Friday, September 14, 2001

Silent Running

I’ve been deathly quiet in this medium for a long time now. I had a lot of big, clever, funny things I’d been saving up to say. Then Tuesday happened: and suddenly, I didn’t feel very big or very clever, and nothing seemed very funny.

I spent Tuesday night in church, which is not unusual in itself—that’s the night for choir practice. About two hours before the scheduled practice I was strongly considering cancelling—then I got a call that there a special Mass had been hastily arranged for 8:30 PM, and I said Let’s do it.

Only a few people showed for 7:00 rehearsal, but they were all game to stay and sing the Mass immediately following. We threw ourselves into the task of assembling a program of songs with a certain jolly desperation: C’mon, kids, let’s put on a show!—singing songs to keep the dark away. But as the church slowly filled with people, familiar faces made strange by an uncharacteristic whapped-upside-the-head-with-a-stout-plank cast to their expressions, I knew that this was the place to be. At least singing “Dona Nobis Pacem” with a lump in my throat felt a hell of a lot more useful than chewing my cuticles bloody in front of CNN.

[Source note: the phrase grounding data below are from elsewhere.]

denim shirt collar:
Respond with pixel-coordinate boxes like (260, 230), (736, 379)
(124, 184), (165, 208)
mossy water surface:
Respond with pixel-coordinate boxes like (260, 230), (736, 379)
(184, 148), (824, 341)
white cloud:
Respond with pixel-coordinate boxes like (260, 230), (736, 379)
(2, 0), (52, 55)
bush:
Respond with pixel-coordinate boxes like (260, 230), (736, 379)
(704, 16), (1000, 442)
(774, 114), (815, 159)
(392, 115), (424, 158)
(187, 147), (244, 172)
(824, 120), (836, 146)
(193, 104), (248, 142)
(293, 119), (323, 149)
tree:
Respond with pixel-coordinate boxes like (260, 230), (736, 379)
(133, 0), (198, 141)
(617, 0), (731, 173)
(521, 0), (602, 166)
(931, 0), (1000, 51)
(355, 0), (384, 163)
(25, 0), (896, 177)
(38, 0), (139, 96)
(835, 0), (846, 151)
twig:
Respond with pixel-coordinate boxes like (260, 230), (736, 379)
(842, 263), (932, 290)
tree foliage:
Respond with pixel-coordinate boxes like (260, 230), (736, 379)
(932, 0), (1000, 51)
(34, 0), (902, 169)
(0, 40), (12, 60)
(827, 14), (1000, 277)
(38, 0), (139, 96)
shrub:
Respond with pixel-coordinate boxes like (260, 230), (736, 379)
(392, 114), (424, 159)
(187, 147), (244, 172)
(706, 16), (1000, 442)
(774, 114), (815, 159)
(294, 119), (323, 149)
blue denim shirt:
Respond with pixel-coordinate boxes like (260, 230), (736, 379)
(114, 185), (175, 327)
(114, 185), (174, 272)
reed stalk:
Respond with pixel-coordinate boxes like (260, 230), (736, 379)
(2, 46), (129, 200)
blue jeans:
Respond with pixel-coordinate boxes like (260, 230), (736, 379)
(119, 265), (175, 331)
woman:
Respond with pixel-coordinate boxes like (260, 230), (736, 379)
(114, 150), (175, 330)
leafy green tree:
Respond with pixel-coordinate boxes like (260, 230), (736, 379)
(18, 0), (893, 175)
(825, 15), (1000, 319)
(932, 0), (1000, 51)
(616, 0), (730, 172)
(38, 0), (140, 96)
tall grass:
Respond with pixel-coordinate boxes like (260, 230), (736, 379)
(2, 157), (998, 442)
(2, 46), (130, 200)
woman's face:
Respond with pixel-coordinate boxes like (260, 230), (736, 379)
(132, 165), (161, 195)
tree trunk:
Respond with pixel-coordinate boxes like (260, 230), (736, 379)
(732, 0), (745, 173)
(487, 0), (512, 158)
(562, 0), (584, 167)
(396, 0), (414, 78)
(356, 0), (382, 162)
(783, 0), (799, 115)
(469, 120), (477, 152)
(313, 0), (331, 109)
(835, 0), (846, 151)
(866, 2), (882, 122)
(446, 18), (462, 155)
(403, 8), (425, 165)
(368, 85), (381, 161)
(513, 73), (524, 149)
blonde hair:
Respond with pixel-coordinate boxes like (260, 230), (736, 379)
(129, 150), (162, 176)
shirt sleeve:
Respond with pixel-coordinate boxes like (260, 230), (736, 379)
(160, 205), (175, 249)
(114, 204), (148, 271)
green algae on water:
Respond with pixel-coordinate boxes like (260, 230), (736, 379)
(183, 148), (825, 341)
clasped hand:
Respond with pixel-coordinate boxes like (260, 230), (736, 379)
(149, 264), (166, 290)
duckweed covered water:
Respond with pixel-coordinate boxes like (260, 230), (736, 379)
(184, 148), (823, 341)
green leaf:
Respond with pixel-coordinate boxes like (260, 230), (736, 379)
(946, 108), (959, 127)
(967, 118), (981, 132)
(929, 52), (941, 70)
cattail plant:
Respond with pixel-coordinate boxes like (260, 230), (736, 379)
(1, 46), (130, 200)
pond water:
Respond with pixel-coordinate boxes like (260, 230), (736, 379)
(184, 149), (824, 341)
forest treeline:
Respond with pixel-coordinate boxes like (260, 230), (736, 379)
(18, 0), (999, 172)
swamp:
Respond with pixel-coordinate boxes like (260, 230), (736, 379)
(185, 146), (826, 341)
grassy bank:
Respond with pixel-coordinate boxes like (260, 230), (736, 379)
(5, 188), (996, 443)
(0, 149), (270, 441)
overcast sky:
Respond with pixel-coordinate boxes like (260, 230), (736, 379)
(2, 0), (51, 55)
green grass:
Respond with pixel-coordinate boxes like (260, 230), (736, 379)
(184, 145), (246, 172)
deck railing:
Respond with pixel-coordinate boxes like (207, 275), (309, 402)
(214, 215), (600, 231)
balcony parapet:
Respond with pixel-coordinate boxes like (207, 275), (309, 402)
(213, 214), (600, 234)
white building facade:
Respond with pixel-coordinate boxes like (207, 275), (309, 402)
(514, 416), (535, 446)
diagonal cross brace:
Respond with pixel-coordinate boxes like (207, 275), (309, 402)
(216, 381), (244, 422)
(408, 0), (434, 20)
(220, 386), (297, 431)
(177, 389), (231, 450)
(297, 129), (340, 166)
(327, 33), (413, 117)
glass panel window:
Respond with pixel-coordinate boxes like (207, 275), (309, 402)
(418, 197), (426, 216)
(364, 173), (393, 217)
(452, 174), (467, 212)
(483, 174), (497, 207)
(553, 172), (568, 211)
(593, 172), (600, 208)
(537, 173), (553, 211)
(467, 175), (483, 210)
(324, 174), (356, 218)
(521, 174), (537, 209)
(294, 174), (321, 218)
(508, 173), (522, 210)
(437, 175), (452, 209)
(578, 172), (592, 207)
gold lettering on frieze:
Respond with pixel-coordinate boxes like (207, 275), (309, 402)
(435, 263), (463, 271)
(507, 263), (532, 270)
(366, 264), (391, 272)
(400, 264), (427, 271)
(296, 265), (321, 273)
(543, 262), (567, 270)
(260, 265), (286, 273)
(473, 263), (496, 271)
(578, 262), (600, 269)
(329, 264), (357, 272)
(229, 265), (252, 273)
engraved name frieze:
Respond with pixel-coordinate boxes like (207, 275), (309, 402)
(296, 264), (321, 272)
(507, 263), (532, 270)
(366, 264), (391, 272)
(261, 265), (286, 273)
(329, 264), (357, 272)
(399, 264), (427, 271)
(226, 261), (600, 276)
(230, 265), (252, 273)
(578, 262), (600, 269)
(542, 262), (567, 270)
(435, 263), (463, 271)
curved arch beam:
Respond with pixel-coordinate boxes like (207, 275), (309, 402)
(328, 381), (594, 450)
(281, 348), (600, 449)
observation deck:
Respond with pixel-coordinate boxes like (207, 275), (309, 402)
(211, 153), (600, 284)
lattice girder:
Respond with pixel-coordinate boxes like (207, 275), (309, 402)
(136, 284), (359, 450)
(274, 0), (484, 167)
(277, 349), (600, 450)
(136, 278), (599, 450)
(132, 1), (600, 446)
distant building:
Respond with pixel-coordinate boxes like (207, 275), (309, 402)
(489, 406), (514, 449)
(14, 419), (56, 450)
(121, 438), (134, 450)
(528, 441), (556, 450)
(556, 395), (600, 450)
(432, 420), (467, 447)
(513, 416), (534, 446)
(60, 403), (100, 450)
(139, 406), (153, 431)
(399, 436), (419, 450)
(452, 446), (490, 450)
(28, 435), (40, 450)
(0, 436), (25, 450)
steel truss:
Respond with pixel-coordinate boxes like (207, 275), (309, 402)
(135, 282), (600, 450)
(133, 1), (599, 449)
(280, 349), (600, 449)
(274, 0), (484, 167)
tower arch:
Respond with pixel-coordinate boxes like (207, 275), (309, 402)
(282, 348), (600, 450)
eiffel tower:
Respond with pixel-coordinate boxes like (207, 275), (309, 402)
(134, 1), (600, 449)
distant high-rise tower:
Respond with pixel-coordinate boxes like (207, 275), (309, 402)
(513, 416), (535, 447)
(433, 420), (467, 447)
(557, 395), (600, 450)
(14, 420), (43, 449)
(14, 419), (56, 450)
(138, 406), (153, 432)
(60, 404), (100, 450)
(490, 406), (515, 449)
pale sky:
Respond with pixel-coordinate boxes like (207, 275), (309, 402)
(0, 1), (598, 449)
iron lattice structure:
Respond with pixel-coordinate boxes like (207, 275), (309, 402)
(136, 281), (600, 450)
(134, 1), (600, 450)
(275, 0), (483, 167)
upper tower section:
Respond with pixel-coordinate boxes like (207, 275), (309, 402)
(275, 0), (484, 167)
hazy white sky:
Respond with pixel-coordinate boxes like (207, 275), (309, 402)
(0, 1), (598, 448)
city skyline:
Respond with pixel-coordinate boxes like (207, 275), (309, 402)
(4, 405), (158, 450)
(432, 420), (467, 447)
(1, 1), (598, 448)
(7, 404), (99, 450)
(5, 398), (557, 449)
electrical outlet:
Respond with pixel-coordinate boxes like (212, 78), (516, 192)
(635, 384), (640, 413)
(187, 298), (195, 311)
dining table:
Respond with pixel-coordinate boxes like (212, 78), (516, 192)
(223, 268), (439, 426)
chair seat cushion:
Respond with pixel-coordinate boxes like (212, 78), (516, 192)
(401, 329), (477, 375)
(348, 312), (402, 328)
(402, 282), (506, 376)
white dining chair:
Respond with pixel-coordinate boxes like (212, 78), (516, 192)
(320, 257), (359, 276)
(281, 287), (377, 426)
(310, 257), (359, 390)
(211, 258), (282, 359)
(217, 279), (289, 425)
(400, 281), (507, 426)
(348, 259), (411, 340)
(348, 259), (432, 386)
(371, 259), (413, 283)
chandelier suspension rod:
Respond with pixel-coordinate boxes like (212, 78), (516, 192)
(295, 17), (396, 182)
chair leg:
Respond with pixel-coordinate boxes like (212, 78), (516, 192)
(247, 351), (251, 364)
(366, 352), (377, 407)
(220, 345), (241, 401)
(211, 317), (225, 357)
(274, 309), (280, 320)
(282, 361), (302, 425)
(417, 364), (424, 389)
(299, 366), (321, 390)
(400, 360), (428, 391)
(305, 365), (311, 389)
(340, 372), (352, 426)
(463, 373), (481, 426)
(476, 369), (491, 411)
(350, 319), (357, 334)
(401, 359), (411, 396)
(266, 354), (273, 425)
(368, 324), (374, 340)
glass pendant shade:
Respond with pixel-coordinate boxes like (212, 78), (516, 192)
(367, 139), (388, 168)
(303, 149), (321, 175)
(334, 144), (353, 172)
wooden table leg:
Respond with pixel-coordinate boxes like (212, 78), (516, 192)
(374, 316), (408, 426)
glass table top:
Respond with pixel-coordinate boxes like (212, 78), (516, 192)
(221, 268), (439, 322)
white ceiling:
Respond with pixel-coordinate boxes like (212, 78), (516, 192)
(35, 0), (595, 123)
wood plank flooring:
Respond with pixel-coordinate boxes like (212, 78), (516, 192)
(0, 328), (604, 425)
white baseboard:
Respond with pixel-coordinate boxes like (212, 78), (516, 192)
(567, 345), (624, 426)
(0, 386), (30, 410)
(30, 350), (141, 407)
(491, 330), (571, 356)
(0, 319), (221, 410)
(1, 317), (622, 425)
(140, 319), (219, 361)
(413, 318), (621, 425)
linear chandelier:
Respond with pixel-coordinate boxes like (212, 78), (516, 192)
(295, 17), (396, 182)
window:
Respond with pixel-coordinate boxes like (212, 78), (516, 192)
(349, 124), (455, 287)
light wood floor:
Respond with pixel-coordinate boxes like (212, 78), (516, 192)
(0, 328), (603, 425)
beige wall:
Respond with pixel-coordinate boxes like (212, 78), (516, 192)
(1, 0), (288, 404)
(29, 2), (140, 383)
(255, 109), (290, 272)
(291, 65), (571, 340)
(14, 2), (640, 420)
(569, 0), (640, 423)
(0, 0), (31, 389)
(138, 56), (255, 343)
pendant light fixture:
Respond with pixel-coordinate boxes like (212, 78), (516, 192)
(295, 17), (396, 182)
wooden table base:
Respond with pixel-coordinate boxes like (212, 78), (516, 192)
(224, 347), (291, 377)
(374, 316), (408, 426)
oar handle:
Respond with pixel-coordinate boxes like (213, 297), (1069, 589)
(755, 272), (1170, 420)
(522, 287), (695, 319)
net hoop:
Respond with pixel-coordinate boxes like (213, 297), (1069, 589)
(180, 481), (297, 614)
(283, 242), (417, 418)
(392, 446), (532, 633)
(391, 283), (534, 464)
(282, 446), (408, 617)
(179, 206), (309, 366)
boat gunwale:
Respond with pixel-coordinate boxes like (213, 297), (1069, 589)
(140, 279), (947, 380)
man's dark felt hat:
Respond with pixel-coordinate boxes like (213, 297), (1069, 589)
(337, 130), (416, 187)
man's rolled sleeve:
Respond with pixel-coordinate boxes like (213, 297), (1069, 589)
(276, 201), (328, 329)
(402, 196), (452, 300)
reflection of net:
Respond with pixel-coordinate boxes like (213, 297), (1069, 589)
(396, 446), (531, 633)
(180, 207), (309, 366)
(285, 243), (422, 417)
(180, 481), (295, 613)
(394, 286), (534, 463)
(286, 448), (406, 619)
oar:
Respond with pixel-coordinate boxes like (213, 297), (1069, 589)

I’m worried now about what choices my role might force me to take in the weeks and months ahead—what songs I will be asked to sing, in pursuit of what agendas. The church has an obvious role in bringing aid and comfort, and in asking mercy and blessing upon our nation and our people: but the church can also be used to whip a people into a belligerent frenzy (glory, glory hallelujah!), and of that I want no part.

Small problems, indeed. Pray for me. For all of us.